AlwaysOn availability group DR failover with Powershell

availability-groupsdisaster recoverypowershell

I am setting up AlwaysOn availability group for Disaster Recovery (DR) in the test environment. For AG1, node1 and node2 (synchronous commit/automatic failover) are in DC1; node 3 and node 4 (Asynchronous commit/manual failover) are in DC2 and file share witness is in DC3. When DR event occurs, 2 nodes in DC1 will be gone. Since DR nodes are set up as an Asynchronous commit, AG status is resolving. I will need to failover manually to bring AG group to a synchronized state. I want to use powershell to do failover with data loss. When I run the following powershell to failover, I am getting the error.

Switch-SqlAvailabilityGroup -Path SQLSERVER:\Sql\SQLDRPOCA03\DEFAULT\AvailabilityGroups\SQLDRPOCAG

Switch-SqlAvailabilityGroup : The availability replica for availability group 'SQLDRPOCAG' on this instance of SQL Server cannot become the primary replica. One or more databases are not synchronized or have not joined the availability group.

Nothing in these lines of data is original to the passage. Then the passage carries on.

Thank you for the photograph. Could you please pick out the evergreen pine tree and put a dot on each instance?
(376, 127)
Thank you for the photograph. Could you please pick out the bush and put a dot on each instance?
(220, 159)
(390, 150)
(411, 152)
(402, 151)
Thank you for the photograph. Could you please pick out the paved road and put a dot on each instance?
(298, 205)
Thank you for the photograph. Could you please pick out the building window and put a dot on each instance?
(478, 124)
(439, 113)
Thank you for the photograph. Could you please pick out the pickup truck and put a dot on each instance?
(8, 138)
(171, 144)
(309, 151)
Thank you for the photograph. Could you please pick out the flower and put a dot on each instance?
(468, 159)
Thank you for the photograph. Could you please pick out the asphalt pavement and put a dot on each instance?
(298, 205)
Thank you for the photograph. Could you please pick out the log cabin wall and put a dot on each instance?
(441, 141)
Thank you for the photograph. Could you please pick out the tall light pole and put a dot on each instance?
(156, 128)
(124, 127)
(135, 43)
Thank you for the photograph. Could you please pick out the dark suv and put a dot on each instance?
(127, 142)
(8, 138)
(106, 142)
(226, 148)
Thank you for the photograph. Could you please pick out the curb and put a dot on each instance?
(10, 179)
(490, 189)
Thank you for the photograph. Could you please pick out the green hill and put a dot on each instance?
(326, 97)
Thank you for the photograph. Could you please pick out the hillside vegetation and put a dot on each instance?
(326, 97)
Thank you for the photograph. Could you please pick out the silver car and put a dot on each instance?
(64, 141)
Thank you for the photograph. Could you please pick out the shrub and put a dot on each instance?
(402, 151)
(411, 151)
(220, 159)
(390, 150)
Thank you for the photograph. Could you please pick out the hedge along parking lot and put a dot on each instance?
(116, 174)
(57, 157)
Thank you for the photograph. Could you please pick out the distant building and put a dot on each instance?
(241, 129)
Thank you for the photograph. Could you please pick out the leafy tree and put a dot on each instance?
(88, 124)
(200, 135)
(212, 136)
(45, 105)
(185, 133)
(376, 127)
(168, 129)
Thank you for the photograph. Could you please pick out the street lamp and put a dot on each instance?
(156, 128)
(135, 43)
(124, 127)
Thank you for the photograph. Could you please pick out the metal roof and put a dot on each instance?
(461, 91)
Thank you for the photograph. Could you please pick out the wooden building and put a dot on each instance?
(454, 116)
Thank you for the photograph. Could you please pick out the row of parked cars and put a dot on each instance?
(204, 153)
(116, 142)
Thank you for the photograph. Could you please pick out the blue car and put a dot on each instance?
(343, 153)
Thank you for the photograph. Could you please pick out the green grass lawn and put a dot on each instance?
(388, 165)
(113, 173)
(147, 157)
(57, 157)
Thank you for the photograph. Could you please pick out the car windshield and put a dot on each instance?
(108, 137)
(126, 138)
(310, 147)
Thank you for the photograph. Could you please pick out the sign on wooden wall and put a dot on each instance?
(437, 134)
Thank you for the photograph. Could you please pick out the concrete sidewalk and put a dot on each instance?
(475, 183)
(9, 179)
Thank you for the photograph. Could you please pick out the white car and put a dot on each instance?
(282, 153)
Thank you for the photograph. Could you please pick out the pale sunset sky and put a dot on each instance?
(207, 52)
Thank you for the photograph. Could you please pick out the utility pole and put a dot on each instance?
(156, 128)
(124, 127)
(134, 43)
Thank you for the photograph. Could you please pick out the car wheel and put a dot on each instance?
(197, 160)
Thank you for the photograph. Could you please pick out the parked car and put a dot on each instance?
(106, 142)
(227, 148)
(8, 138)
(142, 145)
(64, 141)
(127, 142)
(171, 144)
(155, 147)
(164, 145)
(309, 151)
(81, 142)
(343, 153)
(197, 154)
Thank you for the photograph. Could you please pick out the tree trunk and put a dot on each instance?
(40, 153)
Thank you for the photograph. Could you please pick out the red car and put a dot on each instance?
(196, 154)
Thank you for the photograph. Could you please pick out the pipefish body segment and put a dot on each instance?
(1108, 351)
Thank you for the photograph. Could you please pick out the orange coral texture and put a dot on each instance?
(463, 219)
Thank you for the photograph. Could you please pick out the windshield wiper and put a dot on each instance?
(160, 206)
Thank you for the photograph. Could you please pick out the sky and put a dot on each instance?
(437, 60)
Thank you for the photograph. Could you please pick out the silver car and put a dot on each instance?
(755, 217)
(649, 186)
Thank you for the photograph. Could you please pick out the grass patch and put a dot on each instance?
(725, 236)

If the availability replica uses the asynchronous-commit mode, consider performing a forced manual failover (with possible data loss). Otherwise, once all local secondary databases are joined and synchronized, you can perform a planned manual

failover to this secondary replica (without data loss). For more information, see SQL Server Books Online.

Is it possible to use powershell to do manual failover?

Best Answer

I think what you are trying to achieve via powershell is for planned manual failover as mentioned in msdn link. here

A planned manual failover is supported only when the primary replica and the target secondary replica are running in synchronous-commit mode and are currently synchronized. A planned manual failover preserves all the data in the secondary databases that are joined to the availability group on the target secondary replica

And what you exactly are trying to achieve " failover between async replicas " is more of forced manual failover with/without data loss which can be achieved via TSQL as mentioned in same msdn link. I don't see PS there but may be someone here who have used can answer. I am not sure but may be you can check dbatools if it provides one

Go through the steps as mentioned laster in that article

Manual failover without data loss

Use this method when the primary replica is available, but you need to temporarily or permanently change the configuration and change the SQL Server instance that hosts the primary replica. To avoid potential data loss, before you issue the manual failover, ensure that the target secondary replica is up to date.